Par un mémoire en défense enregistré le 21 octobre 2024, le préfet du Val-d’Oise conclut au rejet de la requête et à ce qu’une somme de 900 euros soit mise à la charge de la SNC Nostra Famiglia au titre de l’article L. 761-1 du code de justice administrative.
Il fait valoir que :
- les conclusions à fin d’indemnisation sont irrecevables faute de liaison du contentieux ;
- aucun des moyens soulevés par la société Nostra Famiglia n’est fondé.
Vu les autres pièces du dossier.
Vu :
- le code des relations entre le public et l’administration ;
- le code de la santé publique ;
- le code de justice administrative.
Les parties ont été régulièrement averties du jour de l’audience.
Ont été entendus au cours de l’audience publique :
- le rapport de M. Jacquinot,
- les conclusions de Mme Chaufaux, rapporteure publique,
- et les observations de M. B…, représentant le préfet du Val-d’Oise.
Considérant ce qui suit :
1. La SNC Nostra Famiglia exploite un commerce sous l’enseigne « Le Cyrano » situé 110 rue du Général Leclerc à Franconville.
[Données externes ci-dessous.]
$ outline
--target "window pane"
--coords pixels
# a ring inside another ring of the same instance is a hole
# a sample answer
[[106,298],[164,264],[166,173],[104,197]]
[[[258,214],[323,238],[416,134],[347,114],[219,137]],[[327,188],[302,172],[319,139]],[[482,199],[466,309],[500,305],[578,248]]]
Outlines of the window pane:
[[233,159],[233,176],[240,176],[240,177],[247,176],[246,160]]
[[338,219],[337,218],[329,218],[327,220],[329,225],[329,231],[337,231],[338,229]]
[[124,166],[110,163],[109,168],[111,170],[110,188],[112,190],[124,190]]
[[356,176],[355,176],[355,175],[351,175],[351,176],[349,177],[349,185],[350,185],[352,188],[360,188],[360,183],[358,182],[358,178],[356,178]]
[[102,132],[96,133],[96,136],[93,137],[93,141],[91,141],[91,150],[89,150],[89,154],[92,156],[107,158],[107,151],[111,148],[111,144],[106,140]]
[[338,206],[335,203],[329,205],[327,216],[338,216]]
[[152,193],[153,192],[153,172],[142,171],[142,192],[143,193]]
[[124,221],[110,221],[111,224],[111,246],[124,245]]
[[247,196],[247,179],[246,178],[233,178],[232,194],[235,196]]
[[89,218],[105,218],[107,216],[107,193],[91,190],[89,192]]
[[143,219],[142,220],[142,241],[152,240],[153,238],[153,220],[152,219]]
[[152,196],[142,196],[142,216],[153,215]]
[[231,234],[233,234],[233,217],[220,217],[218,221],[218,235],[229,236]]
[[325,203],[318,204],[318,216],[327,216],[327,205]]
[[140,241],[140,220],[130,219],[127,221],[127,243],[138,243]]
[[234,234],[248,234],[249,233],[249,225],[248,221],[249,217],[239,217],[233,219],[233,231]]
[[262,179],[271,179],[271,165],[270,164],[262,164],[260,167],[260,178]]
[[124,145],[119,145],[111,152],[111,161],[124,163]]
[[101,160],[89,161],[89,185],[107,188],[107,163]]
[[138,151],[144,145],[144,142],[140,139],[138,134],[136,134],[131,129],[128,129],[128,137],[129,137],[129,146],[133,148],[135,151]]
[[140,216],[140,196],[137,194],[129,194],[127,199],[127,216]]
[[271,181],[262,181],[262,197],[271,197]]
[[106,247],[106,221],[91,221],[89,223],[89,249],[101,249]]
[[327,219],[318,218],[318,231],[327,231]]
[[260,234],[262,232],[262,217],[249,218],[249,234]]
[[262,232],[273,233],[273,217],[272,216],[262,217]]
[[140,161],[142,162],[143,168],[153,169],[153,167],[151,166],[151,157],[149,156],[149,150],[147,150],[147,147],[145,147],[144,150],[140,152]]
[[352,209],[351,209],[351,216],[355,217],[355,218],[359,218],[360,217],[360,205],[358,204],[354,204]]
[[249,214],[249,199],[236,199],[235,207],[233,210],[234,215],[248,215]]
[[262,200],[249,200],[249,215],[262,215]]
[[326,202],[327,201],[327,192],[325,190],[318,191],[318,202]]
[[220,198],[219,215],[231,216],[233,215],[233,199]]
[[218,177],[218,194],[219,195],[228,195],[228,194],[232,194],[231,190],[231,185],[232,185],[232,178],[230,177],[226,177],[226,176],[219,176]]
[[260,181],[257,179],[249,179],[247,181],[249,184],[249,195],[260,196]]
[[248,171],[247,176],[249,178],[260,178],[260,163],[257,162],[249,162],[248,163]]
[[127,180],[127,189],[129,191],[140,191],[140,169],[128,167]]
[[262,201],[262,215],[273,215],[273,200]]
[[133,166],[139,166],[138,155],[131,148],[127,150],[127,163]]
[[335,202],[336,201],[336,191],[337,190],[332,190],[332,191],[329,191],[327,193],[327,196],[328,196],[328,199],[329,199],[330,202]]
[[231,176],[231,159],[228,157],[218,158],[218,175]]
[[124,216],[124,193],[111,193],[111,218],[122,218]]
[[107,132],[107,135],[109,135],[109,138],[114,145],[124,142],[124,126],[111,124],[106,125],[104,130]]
A la suite de plusieurs interventions et rapports de la police municipale effectués le 12 novembre 2023 pour des faits de rixe avec menaces commises avec une arme blanche, les 2, 6, 7, 11, 12, 16, 26 et 27 janvier, 4 février et 30 mars 2024 pour non-respect de l’arrêté municipal du 13 décembre 2023, et le 26 mai 2024 pour une intervention nécessitant l’intervention de la police nationale, plusieurs faits, dont certains délictueux, ont amenés le préfet du Val-d’Oise à envisager la fermeture administrative temporaire de cet établissement. Après avoir informé le gérant de cet établissement, par un courrier du 29 mai 2024, laissé en main propre à l’un de ses employés le 30 mai 2024, de son intention de prononcer sa fermeture administrative pour une durée pouvant aller jusqu’à six mois et l’avoir invité à présenter ses observations, le préfet du Val-d’Oise a, par un arrêté du 17 juin 2024, prononcé l’arrêt de l’activité de la société pour une durée d’un mois. La société Nostra Famiglia demande au tribunal d’annuler cet arrêté.
2. En premier lieu, aux termes de l’article L. 211-2 du code des relations entre le public et l’administration : « Les personnes physiques ou morales ont le droit d’être informées sans délai des motifs des décisions administratives individuelles défavorables qui les concernent. / A cet effet, doivent être motivées les décisions qui : / 1° Restreignent l’exercice des libertés publiques ou, de manière générale, constituent une mesure de police (…) ». L’article L. 211-5 du même code prévoit que : « La motivation exigée par le présent chapitre doit être écrite et comporter l’énoncé des considérations de droit et de fait qui constituent le fondement de la décision. ».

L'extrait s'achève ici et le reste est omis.